ABBOTSFORD – Dairy processing capacity is on the rise in Western Canada, and BC dairy producers have received an extra 3% quota to keep pace with demand.
The increase approved February 1 has leveled out quota issuance to each of the four provinces in the Western Milk Pool at approximately 101%.
“In previous years, we haven’t had the processing, so we haven’t been able to allocate all of our quota,” Jeremy Wiebe, executive treasurer with the BC Milk Marketing Board, told producers attending their spring meeting online on April 12. “But we have got some processing online in the past year so we have been able to allocate to 100% now, and in some provinces right up to 101%.”
BC is one of two provinces at 101%, thanks in part to the expansion of milk processing capacity in the province.
“We’ve been hearing really positive feedback from the processors on what’s taken place in the Western Milk Pool,” says Wiebe. “I’ve been on the milk board for 10 years, and I can honestly say I’ve never been as positive about processor expansion in the West as I am right now.”
Saputo’s consolidation of its BC operations in a $240 million state-of-the art milk plant in Port Coquitlam three years ago as well as the plans Surrey’s Punjab Milk Foods Inc. announced last fall to consolidate its four locations in a 296,000-square-foot plant producing a variety of South Asian dairy products are both signs of the confidence.
And there’s more to come, with Vitalus Nutrition Inc. building a plant to process 500 million litres in Abbotsford.

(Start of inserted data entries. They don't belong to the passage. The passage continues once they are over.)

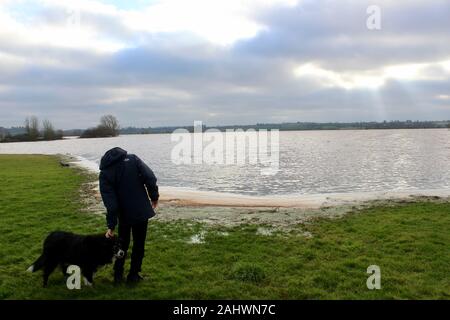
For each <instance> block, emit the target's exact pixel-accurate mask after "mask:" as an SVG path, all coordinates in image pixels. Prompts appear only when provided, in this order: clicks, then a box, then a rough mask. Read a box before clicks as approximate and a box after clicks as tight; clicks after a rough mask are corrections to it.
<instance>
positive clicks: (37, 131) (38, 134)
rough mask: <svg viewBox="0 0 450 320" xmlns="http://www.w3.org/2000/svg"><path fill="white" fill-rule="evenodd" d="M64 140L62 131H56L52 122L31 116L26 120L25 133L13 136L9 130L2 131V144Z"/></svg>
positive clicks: (3, 129)
mask: <svg viewBox="0 0 450 320" xmlns="http://www.w3.org/2000/svg"><path fill="white" fill-rule="evenodd" d="M62 138H63V132H62V130H56V129H55V128H54V126H53V124H52V123H51V122H50V120H47V119H45V120H44V121H42V128H41V126H40V122H39V119H38V118H37V117H36V116H31V117H28V118H26V119H25V123H24V128H23V132H22V133H19V134H14V135H12V134H11V132H10V131H9V130H6V129H4V128H2V130H0V142H25V141H51V140H59V139H62Z"/></svg>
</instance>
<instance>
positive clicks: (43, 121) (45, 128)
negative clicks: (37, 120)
mask: <svg viewBox="0 0 450 320" xmlns="http://www.w3.org/2000/svg"><path fill="white" fill-rule="evenodd" d="M42 127H43V128H44V140H55V139H56V133H55V128H54V127H53V124H52V123H51V122H50V120H47V119H45V120H44V121H42Z"/></svg>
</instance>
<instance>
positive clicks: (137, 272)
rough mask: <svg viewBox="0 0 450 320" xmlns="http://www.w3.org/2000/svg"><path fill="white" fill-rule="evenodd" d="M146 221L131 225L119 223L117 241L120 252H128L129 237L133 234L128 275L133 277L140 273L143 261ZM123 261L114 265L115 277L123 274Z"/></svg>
mask: <svg viewBox="0 0 450 320" xmlns="http://www.w3.org/2000/svg"><path fill="white" fill-rule="evenodd" d="M147 225H148V221H147V220H145V221H143V222H139V223H136V224H133V225H129V224H126V223H123V222H122V223H121V222H120V221H119V239H120V240H121V242H122V250H123V251H125V256H127V254H126V252H127V251H128V247H129V246H130V236H131V234H133V251H132V253H131V266H130V274H131V275H134V274H137V273H139V272H141V266H142V259H144V251H145V239H146V237H147ZM124 264H125V259H118V260H116V263H115V264H114V272H115V274H116V275H118V274H120V275H121V274H123V270H124Z"/></svg>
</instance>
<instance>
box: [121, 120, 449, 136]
mask: <svg viewBox="0 0 450 320" xmlns="http://www.w3.org/2000/svg"><path fill="white" fill-rule="evenodd" d="M180 128H181V129H186V130H187V131H189V132H193V131H194V127H193V126H185V127H157V128H151V127H149V128H135V127H127V128H124V129H121V132H120V133H121V134H157V133H172V132H173V131H174V130H176V129H180ZM209 128H215V129H218V130H220V131H225V130H236V129H243V130H248V129H256V130H260V129H267V130H271V129H278V130H280V131H305V130H369V129H439V128H450V121H383V122H348V123H343V122H329V123H318V122H293V123H258V124H256V125H229V126H213V127H208V126H204V127H203V130H207V129H209Z"/></svg>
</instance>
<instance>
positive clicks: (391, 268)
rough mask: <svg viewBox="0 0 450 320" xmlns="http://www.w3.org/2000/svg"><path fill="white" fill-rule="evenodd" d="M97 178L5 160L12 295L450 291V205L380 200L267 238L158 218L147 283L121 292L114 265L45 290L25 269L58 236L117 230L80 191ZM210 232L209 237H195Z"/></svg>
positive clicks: (77, 294)
mask: <svg viewBox="0 0 450 320" xmlns="http://www.w3.org/2000/svg"><path fill="white" fill-rule="evenodd" d="M88 179H91V178H90V177H88V176H87V175H86V174H85V173H83V172H82V171H80V170H76V169H72V168H64V167H61V166H60V165H59V163H58V158H56V157H50V156H9V155H0V243H1V253H0V298H1V299H384V298H387V299H449V298H450V247H449V244H450V203H445V202H441V203H439V202H421V203H409V204H408V203H406V204H399V205H396V206H393V207H392V206H385V207H374V208H370V209H364V210H361V211H358V212H355V213H352V214H349V215H347V216H345V217H344V218H340V219H333V220H330V219H317V220H316V221H313V222H312V223H308V224H305V225H298V226H296V227H295V228H293V229H292V230H290V231H289V232H278V233H275V234H272V235H260V234H258V233H257V232H256V231H257V228H258V226H256V225H245V226H241V227H233V228H225V227H208V226H206V225H201V224H194V223H188V222H170V223H163V222H157V221H152V222H151V223H150V225H149V237H148V240H147V246H146V250H147V251H146V257H145V260H144V266H143V274H144V276H146V281H144V282H143V283H141V284H139V285H138V286H137V287H134V288H129V287H126V286H120V287H114V286H113V284H112V267H111V266H107V267H105V268H104V269H102V270H100V271H99V272H98V273H97V274H96V276H95V278H94V280H95V286H94V287H93V288H88V287H83V288H82V290H78V291H77V290H74V291H70V290H68V289H67V288H66V286H65V283H64V278H63V276H62V274H61V272H59V271H58V272H55V273H54V274H53V275H52V276H51V277H50V282H49V287H48V288H46V289H44V288H42V286H41V276H42V275H41V273H40V272H39V273H35V274H30V273H27V272H25V270H26V269H27V268H28V266H29V265H30V264H31V263H32V262H33V261H34V260H35V259H36V258H37V257H38V255H39V254H40V251H41V244H42V240H43V239H44V238H45V236H46V235H47V234H48V233H49V232H50V231H53V230H57V229H59V230H67V231H73V232H77V233H96V232H104V231H105V222H104V218H103V217H102V216H99V215H93V214H90V213H87V212H85V211H83V210H82V209H83V202H82V201H81V200H80V198H81V197H80V188H81V185H82V184H83V183H85V182H87V181H88ZM186 210H189V208H186ZM305 231H307V232H309V233H311V234H312V237H305V236H304V234H305ZM201 232H204V240H205V241H204V243H200V244H191V243H189V239H190V238H191V237H192V236H193V235H195V234H199V233H201ZM373 264H375V265H378V266H380V268H381V286H382V288H381V290H374V291H371V290H368V289H367V287H366V280H367V277H368V276H369V275H368V274H367V273H366V269H367V267H368V266H369V265H373Z"/></svg>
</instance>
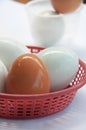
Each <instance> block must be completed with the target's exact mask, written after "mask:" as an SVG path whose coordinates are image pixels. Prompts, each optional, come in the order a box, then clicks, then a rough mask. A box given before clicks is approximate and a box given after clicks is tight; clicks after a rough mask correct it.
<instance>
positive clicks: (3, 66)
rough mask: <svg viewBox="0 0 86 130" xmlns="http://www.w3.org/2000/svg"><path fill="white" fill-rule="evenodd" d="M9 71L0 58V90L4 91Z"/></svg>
mask: <svg viewBox="0 0 86 130" xmlns="http://www.w3.org/2000/svg"><path fill="white" fill-rule="evenodd" d="M7 74H8V71H7V68H6V67H5V65H4V64H3V62H2V61H1V60H0V92H4V90H5V83H6V77H7Z"/></svg>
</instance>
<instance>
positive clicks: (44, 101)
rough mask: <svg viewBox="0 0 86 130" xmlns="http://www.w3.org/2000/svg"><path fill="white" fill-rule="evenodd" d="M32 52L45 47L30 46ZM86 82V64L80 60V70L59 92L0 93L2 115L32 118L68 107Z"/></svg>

Colloquially known as the P500 project and backed with $25 million in provincial funding, it’s set to be operational by fall 2026.
“It’s a big deal for the West. It’s going to result in a lot of quota growth for farmers,” Wiebe says.
Production will need to increase 17% across the Western Milk Pool, starting with a 5% increase in the 12 months prior to completion followed by 4.5% in the first year of operation.
“We’re going to have to have a lot of increased production to supply this plant,” says Wiebe. “It’s complicated, and it probably won’t all be issued as quota. We might have to change a little bit of the ratio on how we pay for our milk to get more litres of milk and some more protein for the plant.”
Written agreements are falling into place, but Wiebe cautions that delays are possible.
The plant has faced significant hurdles to date, with permission required from the Agricultural Land Commission as well as consultation with local Indigenous groups before construction began.
“There have been a lot of delays already, and they were unforeseen, and there may be more unforeseen delays,” Wiebe says.
Greater production volume means greater revenue for producers, who continue to grapple with the high cost of producing those volumes.
BC Milk vice-chair Tom Hoogendoorn said a 1.77% increase to the farmgate price of milk that kicked in May 1 is good news, and follows on a 22% increase over the past five years.
The average WMP price has been 99 cents per litre for the last several months and is currently around $22 per kg of butterfat.
“Farmers receive a pretty good price right now with an increase over the last two years, quite a big increase, and another expected May 1,” he told the meeting. “I know everybody doesn’t like the price; they want more, but this is what it is, and it’s quite strong, actually.”
Despite “very concerning” declines in fluid milk consumption overall, specialty products like ultrafiltered and lactose-free milk, as well as yogurt have seen strong growth.
“The demand is quite strong; the growth over time is very strong,” Hoogendoorn said. “A real growth market right now is the ultrafiltered milk, like Fairlife. Extremely high growth, and lactose-free is up 10% year over year.”